I have a fairly simple query which gets the top ten scores of a large table (just under 10 million rows) and returns them in descending order. The scores are made up of sums aggregated using a group by clause, and the group by seems especially costly, using Sort Method: external merge Disk: 190080k
Is there some way I can speed this up? I already have indices on user.test_id and user.score (descending). I'd prefer not to change work_mem
as I have limited control over our postgres settings.
Query:
select
(select test from test where top_scores.test_id = test.id),
(select type from test where top_scores.test_id = test.id),
sum_score
from (select sum(score) as sum_score,
test_id
from user
group by test_id
order by sum_score desc
limit 10
) top_scores
Query Plan:
Subquery Scan on top_scores (cost=1412662.62..1412831.69 rows=10 width=16) (actual time=164098.107..164098.714 rows=10 loops=1)"

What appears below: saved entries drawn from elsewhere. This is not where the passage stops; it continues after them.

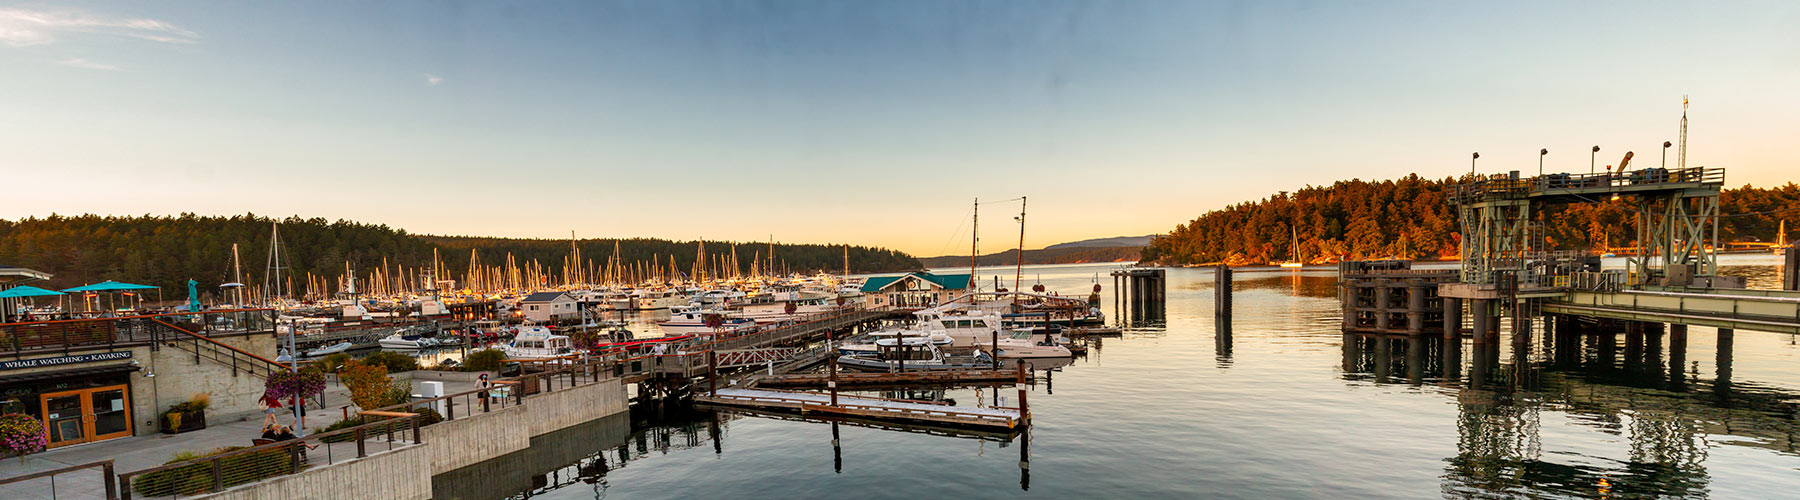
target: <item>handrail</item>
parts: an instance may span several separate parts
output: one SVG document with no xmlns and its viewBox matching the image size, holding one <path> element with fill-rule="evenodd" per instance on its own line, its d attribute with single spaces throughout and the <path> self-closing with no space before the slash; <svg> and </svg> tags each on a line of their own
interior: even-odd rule
<svg viewBox="0 0 1800 500">
<path fill-rule="evenodd" d="M 260 359 L 260 360 L 262 360 L 262 361 L 263 361 L 263 362 L 266 362 L 266 363 L 268 363 L 268 364 L 271 364 L 271 365 L 275 365 L 275 366 L 279 366 L 279 367 L 282 367 L 282 368 L 286 368 L 286 367 L 287 367 L 287 366 L 288 366 L 288 365 L 287 365 L 287 364 L 286 364 L 286 363 L 281 363 L 281 362 L 277 362 L 277 361 L 275 361 L 275 360 L 272 360 L 272 359 L 269 359 L 269 358 L 265 358 L 265 357 L 262 357 L 262 356 L 257 356 L 257 355 L 255 355 L 255 354 L 251 354 L 251 353 L 250 353 L 250 352 L 249 352 L 249 351 L 245 351 L 245 350 L 243 350 L 243 349 L 238 349 L 238 348 L 236 348 L 236 347 L 232 347 L 232 346 L 231 346 L 231 345 L 230 345 L 230 344 L 226 344 L 226 343 L 224 343 L 224 342 L 219 342 L 219 341 L 217 341 L 217 340 L 213 340 L 213 339 L 212 339 L 212 338 L 211 338 L 211 337 L 207 337 L 207 336 L 205 336 L 205 335 L 201 335 L 201 334 L 198 334 L 198 333 L 194 333 L 194 332 L 190 332 L 190 331 L 187 331 L 187 329 L 186 329 L 186 328 L 182 328 L 182 327 L 179 327 L 179 326 L 175 326 L 175 324 L 174 324 L 174 323 L 170 323 L 170 322 L 167 322 L 167 321 L 163 321 L 163 320 L 160 320 L 160 319 L 156 319 L 156 318 L 151 318 L 151 319 L 150 319 L 150 321 L 151 321 L 151 322 L 154 322 L 154 323 L 157 323 L 157 324 L 160 324 L 160 325 L 163 325 L 163 326 L 166 326 L 166 327 L 169 327 L 169 329 L 171 329 L 171 330 L 175 330 L 175 331 L 178 331 L 178 332 L 181 332 L 181 333 L 185 333 L 185 334 L 188 334 L 188 335 L 189 335 L 189 336 L 192 336 L 192 337 L 194 337 L 194 338 L 196 338 L 196 339 L 201 339 L 201 340 L 205 340 L 205 341 L 207 341 L 207 342 L 211 342 L 211 343 L 213 343 L 213 344 L 214 344 L 214 345 L 217 345 L 217 346 L 220 346 L 220 347 L 224 347 L 224 348 L 226 348 L 226 349 L 230 349 L 230 350 L 232 350 L 232 351 L 233 351 L 233 352 L 236 352 L 236 353 L 238 353 L 238 354 L 242 354 L 242 355 L 245 355 L 245 356 L 249 356 L 249 357 L 252 357 L 252 358 L 256 358 L 256 359 Z"/>
<path fill-rule="evenodd" d="M 89 462 L 89 463 L 80 464 L 80 465 L 71 465 L 68 467 L 60 468 L 60 469 L 51 469 L 51 470 L 47 470 L 47 471 L 43 471 L 43 472 L 34 472 L 34 473 L 26 474 L 23 476 L 0 477 L 0 485 L 21 483 L 21 482 L 37 479 L 40 477 L 50 477 L 50 476 L 54 476 L 57 474 L 62 474 L 64 472 L 75 472 L 75 471 L 82 470 L 82 469 L 92 469 L 94 467 L 100 467 L 102 470 L 104 470 L 106 472 L 106 475 L 110 476 L 110 475 L 112 475 L 113 461 L 112 461 L 112 459 L 106 459 L 106 460 L 101 460 L 98 462 Z M 108 480 L 107 483 L 111 484 L 111 481 Z M 108 495 L 108 498 L 111 498 L 111 496 L 112 495 Z"/>
</svg>

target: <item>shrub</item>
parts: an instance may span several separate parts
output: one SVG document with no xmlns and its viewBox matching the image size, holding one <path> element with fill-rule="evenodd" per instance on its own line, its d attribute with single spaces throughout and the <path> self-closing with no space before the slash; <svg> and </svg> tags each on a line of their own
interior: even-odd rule
<svg viewBox="0 0 1800 500">
<path fill-rule="evenodd" d="M 499 349 L 482 349 L 463 358 L 462 369 L 471 372 L 497 372 L 505 360 L 506 353 Z"/>
<path fill-rule="evenodd" d="M 349 363 L 351 359 L 355 358 L 351 358 L 350 353 L 334 352 L 329 356 L 319 358 L 318 361 L 313 362 L 313 365 L 318 366 L 319 369 L 324 370 L 325 373 L 337 373 L 344 371 L 344 364 Z"/>
<path fill-rule="evenodd" d="M 444 421 L 444 416 L 442 414 L 439 414 L 436 410 L 432 410 L 431 408 L 419 407 L 419 408 L 413 408 L 413 409 L 406 410 L 406 411 L 419 414 L 419 427 L 424 427 L 427 425 L 431 425 L 431 424 L 435 424 L 435 423 Z M 366 424 L 366 423 L 370 423 L 370 422 L 379 422 L 379 421 L 380 420 L 365 419 L 361 415 L 358 415 L 358 416 L 346 418 L 343 420 L 339 420 L 336 422 L 332 422 L 331 425 L 327 425 L 323 429 L 316 429 L 313 431 L 313 433 L 319 434 L 319 433 L 326 433 L 326 432 L 331 432 L 331 431 L 349 429 L 351 427 L 356 427 L 358 425 L 362 425 L 362 424 Z M 409 428 L 409 430 L 410 430 L 410 428 Z M 373 433 L 380 432 L 380 431 L 377 429 L 370 429 L 366 432 L 371 433 L 370 435 L 373 435 Z M 395 429 L 395 432 L 399 432 L 399 430 Z M 336 436 L 326 436 L 325 438 L 320 439 L 320 441 L 324 441 L 327 443 L 347 443 L 347 442 L 355 441 L 355 440 L 356 440 L 356 433 L 354 433 L 354 432 L 346 432 L 346 433 L 339 434 Z"/>
<path fill-rule="evenodd" d="M 383 368 L 387 368 L 388 373 L 419 369 L 418 358 L 390 351 L 381 351 L 364 356 L 362 362 L 364 364 L 381 365 Z"/>
<path fill-rule="evenodd" d="M 24 460 L 26 454 L 44 451 L 48 446 L 50 438 L 44 434 L 44 424 L 38 419 L 23 413 L 0 415 L 0 451 Z"/>
<path fill-rule="evenodd" d="M 227 446 L 207 453 L 186 450 L 175 454 L 163 465 L 179 464 L 242 450 L 244 446 Z M 274 448 L 228 457 L 219 461 L 221 479 L 226 488 L 293 472 L 293 459 L 288 451 Z M 301 468 L 306 465 L 302 464 Z M 212 464 L 199 462 L 137 476 L 131 488 L 146 497 L 199 495 L 213 491 Z"/>
<path fill-rule="evenodd" d="M 382 401 L 393 387 L 392 377 L 388 377 L 386 367 L 379 364 L 366 364 L 362 361 L 351 361 L 344 365 L 344 371 L 338 374 L 338 380 L 350 389 L 350 402 L 365 410 L 387 406 Z"/>
</svg>

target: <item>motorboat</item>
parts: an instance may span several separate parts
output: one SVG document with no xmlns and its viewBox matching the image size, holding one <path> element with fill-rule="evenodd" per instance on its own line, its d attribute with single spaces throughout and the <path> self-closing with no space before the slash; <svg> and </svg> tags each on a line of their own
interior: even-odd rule
<svg viewBox="0 0 1800 500">
<path fill-rule="evenodd" d="M 520 325 L 518 331 L 512 342 L 500 347 L 508 358 L 550 359 L 575 352 L 575 342 L 568 335 L 557 335 L 549 328 L 532 324 Z"/>
<path fill-rule="evenodd" d="M 1000 359 L 1067 358 L 1075 355 L 1069 351 L 1069 348 L 1058 344 L 1054 338 L 1036 340 L 1037 338 L 1038 336 L 1034 335 L 1032 330 L 1013 330 L 1011 337 L 995 342 L 977 343 L 975 348 L 992 352 Z M 995 348 L 996 345 L 999 346 L 998 349 Z"/>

-> Limit (cost=1412662.62..1412662.64 rows=10 width=16) (actual time=164098.042..164098.144 rows=10 loops=1)"
-> Sort (cost=1412662.62..1419366.96 rows=2681736 width=16) (actual time=164098.033..164098.067 rows=10 loops=1)"
Sort Key: (sum(user.score)) DESC"
Sort Method: top-N heapsort Memory: 25kB"
-> GroupAggregate (cost=1271799.65..1354711.27 rows=2681736 width=16) (actual time=72815.313..152605.093 rows=2499234 loops=1)"
Group Key: user.test_id"
-> Sort (cost=1271799.65..1290497.74 rows=7479234 width=16) (actual time=72815.273..107823.507 rows=7479234 loops=1)"
Sort Key: user.test_id"
Sort Method: external merge Disk: 190080kB"
-> Seq Scan on user (cost=0.00..162238.34 rows=7479234 width=16) (actual time=0.009..33795.669 rows=7479234 loops=1)"
SubPlan 1"
-> Index Scan using test_id_idx on test (cost=0.43..8.45 rows=1 width=14) (actual time=0.012..0.016 rows=1 loops=10)"
Index Cond: (top_scores.test_id = id)"
SubPlan 2"
-> Index Scan using test_id_idx on test test_1 (cost=0.43..8.45 rows=1 width=3) (actual time=0.006..0.010 rows=1 loops=10)"
Index Cond: (top_scores.test_id = id)"
Planning time: 0.724 ms"
Execution time: 164135.458 ms"
CodePudding user response:
Try:
select
test, type, sum_score
from
test
join
(select
sum(score) as sum_score,
test_id
from
user
group by
test_id
order by
sum_score desc
limit
10
) top_scores
on
test.test_id = top_scores.test_id
CodePudding user response:
I wouldn't expect separate indexes on test_id and score to help here. But a multicolumn index on (test_id, score)
should get use of an index-only scan and so avoid the sort. If it doesn't immediately help, then VACUUM the table to get the visibility map bits set.
Also, your hardware appears to be spectacularly bad, or maybe just extremely overloaded.